荷物が少ない場合やコストを抑えたい場合は、レンタカー会社で大型バン(LKW/Transporter)を借り、友人や同僚に手伝ってもらうスタイルも一般的ですが、引越し先が階段しかない場合や荷物が多い場合は、よほど引越しに慣れていない限りはプロの引っ越し業者(Umzugsunternehmen)に頼むと安心です。
ただし、長距離や繁忙期は費用が高額になる、安価な業者は作業が手荒い可能性もあるので、事前の下調べが大切です。
無事に新居へ荷物を運び入れた後も、迅速に行わなければならない重要な手続きがあります。特に新生活の立ち上げ時には、前職からの書類(Arbeitszeugnis:労働証明書など)や税金関連の重要書類などが郵送されてくるため、郵便の不配を防ぐことが最優先です。
ドイツでは、ポスト(Briefkasten)に正しく名前が記載されていないと郵便物が差出人に返送されたり、配送物が行方不明の元になります。 引っ越した当日に、必ずポストとドアベルに家族全員の苗字を明記(仮止めでも可)してください。
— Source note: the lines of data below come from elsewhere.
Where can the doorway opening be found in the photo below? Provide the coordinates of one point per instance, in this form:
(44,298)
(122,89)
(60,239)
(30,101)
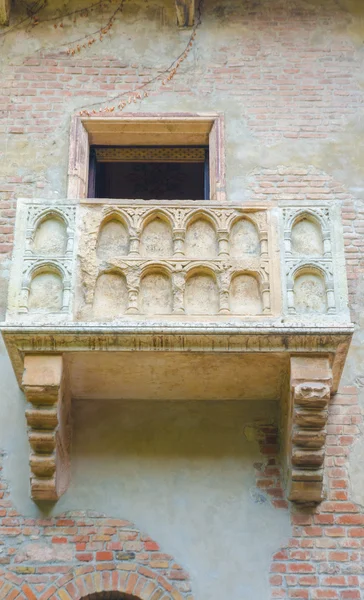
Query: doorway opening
(149,173)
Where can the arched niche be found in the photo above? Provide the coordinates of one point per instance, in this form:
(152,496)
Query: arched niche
(201,240)
(110,297)
(50,238)
(244,295)
(306,238)
(156,240)
(310,292)
(155,294)
(113,239)
(244,239)
(201,294)
(46,292)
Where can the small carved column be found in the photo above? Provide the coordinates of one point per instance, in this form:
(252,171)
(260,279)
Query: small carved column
(48,418)
(311,381)
(134,243)
(179,242)
(179,284)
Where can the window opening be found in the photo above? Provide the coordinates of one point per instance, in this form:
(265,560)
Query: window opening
(149,173)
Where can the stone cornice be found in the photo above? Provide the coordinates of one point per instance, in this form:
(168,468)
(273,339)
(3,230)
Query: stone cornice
(167,336)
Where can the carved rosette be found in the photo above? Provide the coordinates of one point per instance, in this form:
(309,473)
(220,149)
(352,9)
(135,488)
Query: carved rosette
(47,417)
(310,401)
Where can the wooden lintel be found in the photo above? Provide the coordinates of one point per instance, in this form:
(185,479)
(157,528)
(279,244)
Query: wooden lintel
(4,12)
(185,13)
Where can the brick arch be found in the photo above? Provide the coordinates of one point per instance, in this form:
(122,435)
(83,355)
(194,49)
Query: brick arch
(112,584)
(110,596)
(10,590)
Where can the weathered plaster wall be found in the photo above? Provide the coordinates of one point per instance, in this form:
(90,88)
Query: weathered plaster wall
(289,77)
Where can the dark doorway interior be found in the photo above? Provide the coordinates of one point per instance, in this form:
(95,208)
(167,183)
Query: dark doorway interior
(153,179)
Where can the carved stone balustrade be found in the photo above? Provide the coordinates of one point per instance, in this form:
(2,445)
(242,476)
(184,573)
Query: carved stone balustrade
(179,300)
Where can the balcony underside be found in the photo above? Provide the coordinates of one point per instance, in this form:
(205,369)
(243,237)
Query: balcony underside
(171,361)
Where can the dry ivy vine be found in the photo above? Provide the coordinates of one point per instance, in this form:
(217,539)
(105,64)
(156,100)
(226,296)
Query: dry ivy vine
(119,101)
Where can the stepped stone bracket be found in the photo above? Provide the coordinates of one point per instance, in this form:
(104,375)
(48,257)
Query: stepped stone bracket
(311,382)
(48,422)
(185,10)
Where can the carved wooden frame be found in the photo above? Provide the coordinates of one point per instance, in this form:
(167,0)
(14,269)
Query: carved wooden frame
(148,129)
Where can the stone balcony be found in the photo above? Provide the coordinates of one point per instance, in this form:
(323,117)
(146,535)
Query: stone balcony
(178,300)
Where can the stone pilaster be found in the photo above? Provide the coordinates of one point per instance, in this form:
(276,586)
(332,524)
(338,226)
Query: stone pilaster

Deutsche Post(ドイツ郵便)の公式サイトから有料の「転送サービス(Nachsendeauftrag)」を申し込んでおきましょう。旧住所宛ての郵便物が一定期間(6ヶ月〜12ヶ月)、新住所へ自動転送されるようになります。 *郵便局(オンライン)*[↗︎]
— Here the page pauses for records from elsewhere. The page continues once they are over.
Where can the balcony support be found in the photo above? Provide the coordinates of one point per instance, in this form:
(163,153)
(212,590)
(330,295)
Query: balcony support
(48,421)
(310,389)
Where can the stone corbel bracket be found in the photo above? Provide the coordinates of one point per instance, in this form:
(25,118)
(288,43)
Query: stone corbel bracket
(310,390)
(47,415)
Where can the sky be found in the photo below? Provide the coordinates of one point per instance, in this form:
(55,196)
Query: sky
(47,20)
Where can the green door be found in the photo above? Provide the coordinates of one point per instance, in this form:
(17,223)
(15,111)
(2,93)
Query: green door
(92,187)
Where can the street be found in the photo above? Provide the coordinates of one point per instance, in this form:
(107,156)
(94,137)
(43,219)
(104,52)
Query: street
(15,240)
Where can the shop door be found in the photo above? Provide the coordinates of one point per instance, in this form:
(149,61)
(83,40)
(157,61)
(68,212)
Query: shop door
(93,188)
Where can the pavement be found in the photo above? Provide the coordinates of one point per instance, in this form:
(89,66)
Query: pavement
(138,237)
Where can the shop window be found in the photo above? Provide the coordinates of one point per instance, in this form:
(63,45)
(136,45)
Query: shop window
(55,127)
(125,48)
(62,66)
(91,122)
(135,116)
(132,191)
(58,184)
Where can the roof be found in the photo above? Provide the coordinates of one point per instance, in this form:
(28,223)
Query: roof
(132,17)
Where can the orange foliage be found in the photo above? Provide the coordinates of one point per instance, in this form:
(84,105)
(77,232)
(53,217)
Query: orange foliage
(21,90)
引っ越し後、通常2週間以内に最寄りの市役所(Bürgeramt / Einwohnermeldeamt)で新住所の登録(Anmeldung)を行う必要があります。
必要なものは、パスポート(家族全員分)、大家からの入居証明書(Wohnungsgeberbestätigung)、申請用紙など。
転入先の学校手続きで「新住所の住民票(Meldebestätigung)」の提出を求められることが多いため、1枚ではなく多めに発行・手配しておくとスムーズです。
また、住民登録の際に、滞在許可証の住所書き換えも忘れずに。パスポート貼付のビザステッカーやeATカード(電子滞在許可証)裏面の住所シール更新も同時に行えます。
やっと引越し手続きも終わった、と安堵する暇はありません。生活の基盤が落ち着いたら、以下の機関への住所変更届も順次進めていきましょう。
ドイツ国内での引っ越しは、「管轄自治体の切り替え」「契約解除の猶予期間」「学校やKitaの確保」「行政手続きのスケジュール管理」など、複合的なタスクを同時に素早くこなす必要があります。
特に手続き中のビザや、お子様の転校が絡む場合は、転居先の州や自治体のルールを早めにリサーチしておくことがトラブル回避の最大の鍵です。事前に全体の流れとスケジュールを把握し、ゆとりを持って家族の新生活の準備を進めていきましょう。